Secure storage is becoming increasingly common as corporations move towards storing data primarily in electronic form. Unlike paper documents (i.e., “hard copies”), electronic documents are harder to secure and thus easily compromised. To address this issue, there has been an increasing interest in secure storage schemes. One such secure storage scheme that is commonly used is the Transparent Cryptographic File System (TCFS).
TCFS is a cryptographic distributed file system that is implemented on the architecture provided by the Network File System (NFS®) developed by Sun Microsystems, Inc. (NFS is a registered trademark of Sun Microsystems, Inc., Calif., USA). NFS has become commonly-used in distributed computing; allowing data to be accessed from a common file repository from any machine connected directly or remotely to the common file repository. Within this context, a number of security issues arise, such as unauthorized users gaining access to restricted services, etc. To prevent this from happening, the TCFS protects data at the system level.

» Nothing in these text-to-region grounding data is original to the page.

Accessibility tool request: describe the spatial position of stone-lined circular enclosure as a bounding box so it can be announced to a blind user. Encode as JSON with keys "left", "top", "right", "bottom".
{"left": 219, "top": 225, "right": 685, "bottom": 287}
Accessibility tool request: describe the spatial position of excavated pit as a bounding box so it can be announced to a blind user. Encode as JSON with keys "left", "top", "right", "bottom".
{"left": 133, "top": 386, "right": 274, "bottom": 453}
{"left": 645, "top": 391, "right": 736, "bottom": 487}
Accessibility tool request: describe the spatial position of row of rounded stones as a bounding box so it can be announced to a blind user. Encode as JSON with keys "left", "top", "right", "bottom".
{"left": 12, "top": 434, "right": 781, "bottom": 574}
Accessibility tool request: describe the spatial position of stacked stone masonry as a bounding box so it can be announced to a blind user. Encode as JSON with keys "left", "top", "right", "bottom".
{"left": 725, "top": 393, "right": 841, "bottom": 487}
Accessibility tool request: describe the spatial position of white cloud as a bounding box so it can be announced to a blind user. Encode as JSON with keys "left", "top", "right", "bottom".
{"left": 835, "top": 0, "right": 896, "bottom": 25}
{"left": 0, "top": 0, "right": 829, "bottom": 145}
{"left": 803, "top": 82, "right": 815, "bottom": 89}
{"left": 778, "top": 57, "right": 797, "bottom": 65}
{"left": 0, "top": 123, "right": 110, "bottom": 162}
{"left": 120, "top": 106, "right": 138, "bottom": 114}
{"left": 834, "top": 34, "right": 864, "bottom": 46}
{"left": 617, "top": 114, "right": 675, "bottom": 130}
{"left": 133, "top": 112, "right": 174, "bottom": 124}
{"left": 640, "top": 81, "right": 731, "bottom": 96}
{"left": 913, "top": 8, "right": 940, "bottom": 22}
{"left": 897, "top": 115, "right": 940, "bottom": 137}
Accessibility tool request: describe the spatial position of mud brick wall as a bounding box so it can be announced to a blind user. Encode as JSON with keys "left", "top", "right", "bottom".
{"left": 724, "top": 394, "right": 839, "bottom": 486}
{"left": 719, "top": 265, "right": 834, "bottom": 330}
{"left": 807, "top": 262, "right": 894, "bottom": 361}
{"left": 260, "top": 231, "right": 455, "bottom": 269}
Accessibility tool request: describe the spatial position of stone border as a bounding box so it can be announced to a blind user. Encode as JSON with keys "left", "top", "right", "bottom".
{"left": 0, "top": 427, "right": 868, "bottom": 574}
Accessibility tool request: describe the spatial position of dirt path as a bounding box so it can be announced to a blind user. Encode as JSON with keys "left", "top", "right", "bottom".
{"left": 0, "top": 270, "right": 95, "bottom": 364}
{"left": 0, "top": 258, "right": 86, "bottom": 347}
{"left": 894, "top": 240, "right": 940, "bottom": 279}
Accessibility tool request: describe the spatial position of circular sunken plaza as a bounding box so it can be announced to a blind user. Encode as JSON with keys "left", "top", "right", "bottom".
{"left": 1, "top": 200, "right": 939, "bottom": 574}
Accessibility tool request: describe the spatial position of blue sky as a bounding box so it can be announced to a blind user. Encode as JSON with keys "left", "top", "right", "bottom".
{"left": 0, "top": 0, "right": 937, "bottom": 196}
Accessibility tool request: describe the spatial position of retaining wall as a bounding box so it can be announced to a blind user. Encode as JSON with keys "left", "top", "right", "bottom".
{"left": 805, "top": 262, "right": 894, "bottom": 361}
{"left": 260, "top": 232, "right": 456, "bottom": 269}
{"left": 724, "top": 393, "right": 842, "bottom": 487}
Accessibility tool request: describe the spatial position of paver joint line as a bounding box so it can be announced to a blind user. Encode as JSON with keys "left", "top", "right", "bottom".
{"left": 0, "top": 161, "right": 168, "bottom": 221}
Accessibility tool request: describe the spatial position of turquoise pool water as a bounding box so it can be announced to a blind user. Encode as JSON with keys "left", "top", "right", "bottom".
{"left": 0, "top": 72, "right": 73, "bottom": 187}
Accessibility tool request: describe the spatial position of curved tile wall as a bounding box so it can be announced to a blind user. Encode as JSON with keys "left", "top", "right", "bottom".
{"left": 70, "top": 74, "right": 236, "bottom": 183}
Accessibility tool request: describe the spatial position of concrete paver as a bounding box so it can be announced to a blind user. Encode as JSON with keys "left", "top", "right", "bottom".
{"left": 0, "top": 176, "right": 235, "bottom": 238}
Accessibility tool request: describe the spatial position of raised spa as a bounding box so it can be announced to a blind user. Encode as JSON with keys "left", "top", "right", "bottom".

In the TCFS scheme, data is stored in a secure server in encrypted form. When a client application requests data stored in the secure server, a request is sent to the secure server to retrieve a block of data, e.g., one or more files, corresponding to the request. The block of data is then transmitted to the client. A client kernel, running on the client, decrypts the block of encrypted data and then passes the decrypted block of data to the client application. When a request is generated by the client application to save the block of data back to the secure server, the client kernel encrypts the data and sends it back to the secure server, where the block of data is stored in encrypted form. Using this scheme, TCFS requires the client application and user to trust the client kernel that accesses the file system.
FIG. 1 shows a flow diagram that details the typical method of encrypting the blocks of data on the secure server using TCFS. Initially, a master key (100) is generated for each user, and a file key (104) is generated for each file or set of files. The file key(s) (104) is subsequently encrypted using a decryption algorithm (D) (106) and the master key (100) with the result being stored in a file header (102). The block number (108) of the block of data is then obtained and concatenated with the file key (104). The result of the concatenation is hashed using a hashing algorithm (110) to obtain a block key (112). The block data (114) is then encrypted using the block key (112) and an encryption algorithm (E) (116) to obtain an encrypted block (118). The block data (114) concatenated with the block key (112) is also hashed using a hashing algorithm (120) to generate an authentication tag (122). To obtain the data once it has been encrypted using the scheme described in FIG. 1, a user requests a specific block number (108) and have either the file key (104) or the master key (100).
The TCFS scheme described above also includes functionality to enable threshold sharing of files among users. Threshold sharing includes specifying a minimum number of members (i.e., the “threshold”) that need to be “active” for the files owned by the group to become available. TCFS enforces the threshold sharing by generating a group encryption key for each group and giving each member of the group a share using a Threshold Secret Sharing Scheme (i.e., a portion of the group encryption key). The group encryption key can be reconstructed by any set of keys as long as the number of keys in the set is at least equal to the threshold.
A member of the group that intends to become active does so by pushing his/her share of the group key into the kernel. The TCFS module checks whether the number of shares available is above the threshold. If the number of shares is above the threshold, then the TCFS module reconstructs the group encryption key. Based on the properties of the Threshold Secret Sharing Scheme, if enough shares are available, the group encryption key is guaranteed to be correctly reconstructed.
Once the group encryption key has been reconstructed, the files owned by the group become accessible. Each time a member decides to become inactive, his/her share of the group encryption key is removed. The TCFS module checks whether the number of shares available is now less than the threshold at regular intervals. In this case, the group encryption key is removed from the TCFS module triggering files owned by the group to become inaccessible.
This TCFS implementation of the group sharing facility requires each member to trust the client kernel, which hosts the TCFS module, of the-machine that reconstructs the key to actually remove the group encryption key once the number of active users goes below the threshold.